Siamo nel pieno del mese mariano ed è per questo che nelle prossime settimane faremo una breve tappa nei principali santuari del Sannio beneventano, cominciando oggi con quello della Madonna delle Grazie di Cerreto Sannita, che dalla sua vedetta osserva, con grazia e maestosità, l’intera valle ai suoi piedi. Il complesso ecclesiastico comprende la chiesa, il convento dei Cappuccini e la Casa del Pellegrino, gestiti con assoluto amore dalle mani laboriose dei Frati Minori Cappuccini che, secoli fa, arrivarono a Cerreto su invito della popolazione cerretese stessa e certamente dal clero locale. Il santuario fu fortemente voluto dall’Universitas di Cerreto Sannita, l’amministrazione comunale dell’epoca Fu in quel periodo, infatti che il vescovo Cotugno, vicario generale della Diocesi di Napoli, volle fortemente questo luogo di orazione francescana, suggerendo di ospitare la comunità cappuccina, probabilmente per poter ricominciare a respirare più profondamente la religiosità e l’idea di pace che il culto francescano richiedono.
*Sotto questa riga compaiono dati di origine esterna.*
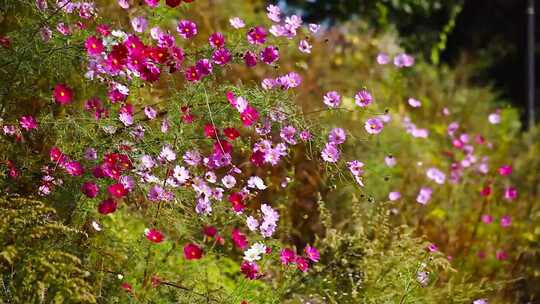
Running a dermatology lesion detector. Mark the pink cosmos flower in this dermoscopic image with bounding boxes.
[144,228,164,243]
[416,187,433,205]
[321,143,340,163]
[279,248,296,265]
[53,83,73,105]
[184,243,203,260]
[298,40,313,54]
[176,20,197,39]
[354,90,373,107]
[212,48,232,65]
[247,26,266,44]
[118,0,129,9]
[84,36,104,56]
[144,0,159,7]
[131,16,148,33]
[229,17,246,29]
[98,199,117,215]
[323,91,341,108]
[388,191,401,201]
[240,261,260,280]
[407,97,422,108]
[81,182,99,198]
[184,66,202,82]
[266,4,281,22]
[308,23,321,34]
[295,256,309,272]
[261,46,279,64]
[495,249,508,261]
[427,243,439,252]
[304,245,321,263]
[501,215,512,228]
[240,106,259,127]
[231,228,248,250]
[394,53,414,68]
[377,53,390,65]
[384,155,397,167]
[107,183,127,198]
[499,165,512,176]
[482,214,493,224]
[504,186,518,201]
[208,32,225,49]
[364,118,384,134]
[19,115,38,131]
[64,161,84,176]
[244,51,257,67]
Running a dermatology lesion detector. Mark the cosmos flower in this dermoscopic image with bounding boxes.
[184,243,203,260]
[19,115,38,131]
[84,36,104,56]
[53,83,73,105]
[144,228,164,243]
[323,91,341,108]
[229,17,246,29]
[304,245,321,263]
[364,118,384,134]
[176,20,197,39]
[354,90,373,107]
[247,26,266,44]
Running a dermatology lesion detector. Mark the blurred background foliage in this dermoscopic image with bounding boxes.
[0,0,540,303]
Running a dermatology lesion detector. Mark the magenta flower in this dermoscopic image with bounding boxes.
[298,40,313,54]
[266,4,281,22]
[416,187,433,205]
[247,26,266,44]
[321,143,340,163]
[53,83,73,105]
[328,128,347,146]
[64,161,84,176]
[131,16,148,33]
[261,46,279,64]
[84,36,104,56]
[499,165,512,176]
[144,0,159,7]
[81,182,99,198]
[184,66,202,82]
[482,214,493,224]
[240,261,260,280]
[240,106,259,127]
[208,32,225,49]
[195,59,213,76]
[295,256,309,272]
[212,48,232,65]
[501,215,512,228]
[364,118,384,134]
[279,248,296,265]
[98,199,117,215]
[244,51,257,67]
[323,91,341,108]
[504,186,518,201]
[304,245,321,263]
[144,228,164,243]
[354,90,373,107]
[377,53,390,65]
[184,243,203,260]
[394,53,414,68]
[229,17,246,29]
[388,191,401,201]
[176,20,197,39]
[19,115,38,131]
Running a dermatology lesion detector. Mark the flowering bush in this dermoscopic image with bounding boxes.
[0,0,538,303]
La sua prima pietra fu posta il 5 aprile 1584, su un territorio appartenente alla famiglia Mazzacane e che precedentemente era occupato da querce e viti, Il sito si trovava su un colle nelle vicinanze della Cerreto antica. Eppure, per dare l’avvio ai lavori bisognò andare incontro a molti problemi legati alla malformazione del terreno. La denominazione originaria del luogo sacro era quella di Santa Maria della Grazia, Soccorritrice dei miseri come riporta l’architrave del portale di ingresso alla chiesa. Successivamente questa denominazione è stata mutata in Madonna delle Grazie. Quattro anni dopo, nel 1588, la chiesa fu definitivamente finita e il culto per la Madonna delle Grazie ebbe la sua consacrazione.
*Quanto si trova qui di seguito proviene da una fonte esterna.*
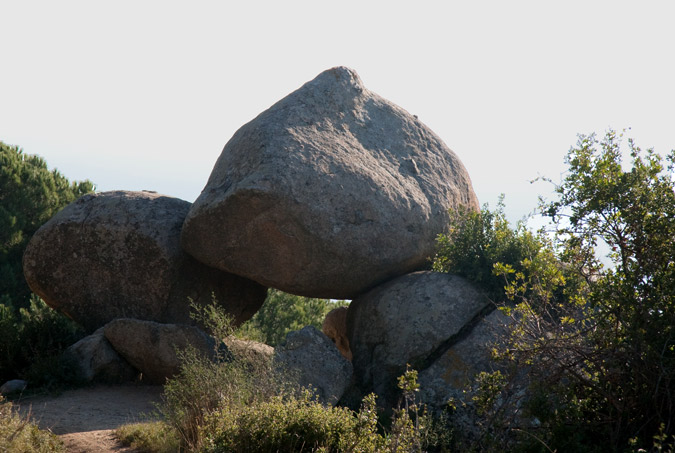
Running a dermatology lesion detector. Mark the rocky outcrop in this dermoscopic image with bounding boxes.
[274,326,352,405]
[182,67,479,299]
[223,336,274,363]
[321,307,352,361]
[23,191,266,331]
[347,271,492,405]
[418,310,512,412]
[61,327,138,384]
[104,319,224,384]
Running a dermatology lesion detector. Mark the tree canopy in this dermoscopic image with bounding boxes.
[0,142,94,306]
[434,130,675,452]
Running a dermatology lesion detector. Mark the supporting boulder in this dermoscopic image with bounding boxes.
[347,271,493,407]
[274,326,353,406]
[61,327,138,384]
[23,191,267,331]
[103,319,224,385]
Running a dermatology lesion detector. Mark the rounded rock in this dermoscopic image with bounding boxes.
[181,67,479,299]
[23,191,266,331]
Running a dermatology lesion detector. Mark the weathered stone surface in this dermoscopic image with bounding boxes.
[23,191,266,331]
[321,307,352,361]
[62,327,138,384]
[347,271,491,404]
[274,326,353,405]
[0,379,28,395]
[103,319,227,384]
[418,310,512,410]
[182,67,479,299]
Appena terminata l’edificazione, il convento fu riempito di generose donazioni da parte dei cerretesi, che non mancarono nemmeno durante il periodo di edificazione, con lo scopo di accelerare la fine dei lavori: un giardino, una polla d’acqua che sorgeva alle falde di Monte Coppe, dei libri, numerosi e importanti, “per usum studii”, e offerte pecuniarie. Nel 1623 furono costruite molte altre celle, dato che il convento fu scelto come sede di noviziato dalla Provincia cappuccina di Napoli. Il disastroso terremoto del 5 giugno 1688 danneggiò gravemente tutta la struttura, con il conseguente abbandono dei frati. Prima di lasciarla, però, con un gesto molto nobile, gli stessi frati ospitarono le suore clarisse, mettendo a loro disposizione alcune stanze e costruendosi delle baracche di tavole di legno. Nel 1726 ricominciarono i lavori di ricostruzione e restauro, a carico dei frati stessi, adornato con pregevoli stucchi e consacrata al vescovo locale. Qualche anno dopo i frati, a proprie spese, edificarono il ponte sulla vecchia strada, riedificarono il chiostro e molto probabilmente a quell’epoca risalgono le sei lunette che tanto splendore donano all’ambiente. Durante il 1730 il popolo cerretese fu vittima di una grave carestia e due anni dopo, per ringraziamento della protezione celeste in quella terribile circostanza, fu acquistata la bellissima statua lignea di cui sopra e che tutt’oggi viene venerata con grande devozione e profusione d’amore, e che dal 1964 è patrona della Diocesi.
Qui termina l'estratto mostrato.